Data released by Facebook yesterday showed a lead for Scotland's Yes campaign in terms of "interactions" on the network. But does this kind of social media data really tell us anything useful about how people will vote?

Facebook's press release was picked up by most major news organisations and timed to give publicity to their "I'm a Voter, external" button ahead of Thursday's referendum. It revealed there had been more than 10 million interactions concerning the referendum in a five week period. Of those, 2.05 million related to the Yes campaign and 1.96 million related to the No campaign. The release said there was a "slight lead" for the former in terms of discussion. "Overall 'yes' and 'no' conversation volumes are neck and neck, but momentum is shifting towards the Yes Campaign," it said.

To produce the report, Facebook chose a basket of phrases that represented the Yes campaign, and another set that represented Better Together. Each mention of these phrases, by anybody using Facebook, counted towards their respective totals. Every time someone liked, commented on, or shared those posts, the total number of interactions ticked up.

Facebook stresses it has only measured the volume of posts, and has not applied any analysis to their meaning. Sentiment analysis is fraught with difficulties - computers can't detect sarcasm, for example - so it is unsurprising that the company has decided to ignore it.

But looking at volume alone poses its own set of problems. The data makes no distinction between posts in favour of a particular phrase, and those which denigrate it. If someone posted "Let's get behind 'Yes Scotland'", a friend liked it, another shared it, and a third commented "I agree, I'm voting Yes", four interactions were added to Facebook's Yes tally. Equally, a user who posted "I can't bear 'Yes Scotland'" - with friends who liked, shared and commented in agreement - had exactly the same impact on the statistics.

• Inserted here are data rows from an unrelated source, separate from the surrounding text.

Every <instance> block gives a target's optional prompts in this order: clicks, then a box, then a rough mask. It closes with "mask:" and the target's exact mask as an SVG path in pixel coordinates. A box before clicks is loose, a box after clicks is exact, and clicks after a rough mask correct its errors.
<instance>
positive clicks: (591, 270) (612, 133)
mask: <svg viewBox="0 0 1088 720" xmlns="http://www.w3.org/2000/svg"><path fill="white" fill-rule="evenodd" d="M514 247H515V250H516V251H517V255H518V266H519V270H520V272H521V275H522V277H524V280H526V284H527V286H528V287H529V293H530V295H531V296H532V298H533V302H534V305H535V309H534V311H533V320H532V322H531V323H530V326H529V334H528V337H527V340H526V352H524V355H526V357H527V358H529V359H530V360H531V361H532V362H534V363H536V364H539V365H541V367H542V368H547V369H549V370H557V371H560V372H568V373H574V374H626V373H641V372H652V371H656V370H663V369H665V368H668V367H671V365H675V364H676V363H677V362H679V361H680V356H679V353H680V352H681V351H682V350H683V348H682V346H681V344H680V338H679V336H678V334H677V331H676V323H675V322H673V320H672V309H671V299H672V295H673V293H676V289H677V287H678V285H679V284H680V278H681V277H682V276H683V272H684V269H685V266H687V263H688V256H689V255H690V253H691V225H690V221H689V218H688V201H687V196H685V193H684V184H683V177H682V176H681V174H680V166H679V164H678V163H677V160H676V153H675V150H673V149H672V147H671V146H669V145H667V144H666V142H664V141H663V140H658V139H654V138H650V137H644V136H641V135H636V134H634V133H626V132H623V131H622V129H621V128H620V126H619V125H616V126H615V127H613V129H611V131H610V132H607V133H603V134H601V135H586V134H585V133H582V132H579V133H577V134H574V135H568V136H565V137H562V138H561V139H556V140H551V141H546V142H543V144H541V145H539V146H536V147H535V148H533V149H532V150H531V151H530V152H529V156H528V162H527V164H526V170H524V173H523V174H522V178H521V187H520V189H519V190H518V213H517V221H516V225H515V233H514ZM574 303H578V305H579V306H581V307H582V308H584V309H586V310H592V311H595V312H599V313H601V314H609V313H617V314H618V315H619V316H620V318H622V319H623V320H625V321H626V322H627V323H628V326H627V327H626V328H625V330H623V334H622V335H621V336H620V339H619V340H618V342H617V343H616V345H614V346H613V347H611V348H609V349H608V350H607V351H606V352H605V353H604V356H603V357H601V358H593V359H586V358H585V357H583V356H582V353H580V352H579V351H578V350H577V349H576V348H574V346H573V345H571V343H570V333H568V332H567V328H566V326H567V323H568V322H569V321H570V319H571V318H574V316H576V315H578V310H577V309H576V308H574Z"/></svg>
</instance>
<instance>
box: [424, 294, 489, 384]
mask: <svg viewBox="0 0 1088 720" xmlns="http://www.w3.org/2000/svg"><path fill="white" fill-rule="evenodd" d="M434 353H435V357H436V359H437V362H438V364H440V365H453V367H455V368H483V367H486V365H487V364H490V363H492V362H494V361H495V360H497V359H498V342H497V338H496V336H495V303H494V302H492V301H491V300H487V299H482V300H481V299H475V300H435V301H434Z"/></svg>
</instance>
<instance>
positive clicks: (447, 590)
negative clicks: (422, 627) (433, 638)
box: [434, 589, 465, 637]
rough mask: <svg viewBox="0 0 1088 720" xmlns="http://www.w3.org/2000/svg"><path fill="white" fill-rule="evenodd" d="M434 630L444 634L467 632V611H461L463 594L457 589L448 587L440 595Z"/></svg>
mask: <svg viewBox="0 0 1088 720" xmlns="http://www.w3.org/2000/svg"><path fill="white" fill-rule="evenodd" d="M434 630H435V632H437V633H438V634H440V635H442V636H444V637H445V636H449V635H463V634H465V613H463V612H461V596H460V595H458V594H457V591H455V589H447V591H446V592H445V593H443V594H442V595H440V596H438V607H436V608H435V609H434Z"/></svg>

Facebook also reports that "in personality politics, Salmond has a decisive victory over Darling". The leader of the Yes campaign has prompted 700,000 interactions, whereas the leader of Better Together has prompted 250,000. Here, the firm compiled the figures in a similar way, counting the number of times Alex Salmond was mentioned, and the number of times those mentions were liked, shared, or commented on - in any context - against the same figure for Alistair Darling. The data doesn't really tell us which leader is more popular, then, but rather which provoked a more vocal reaction, whether favourable or not.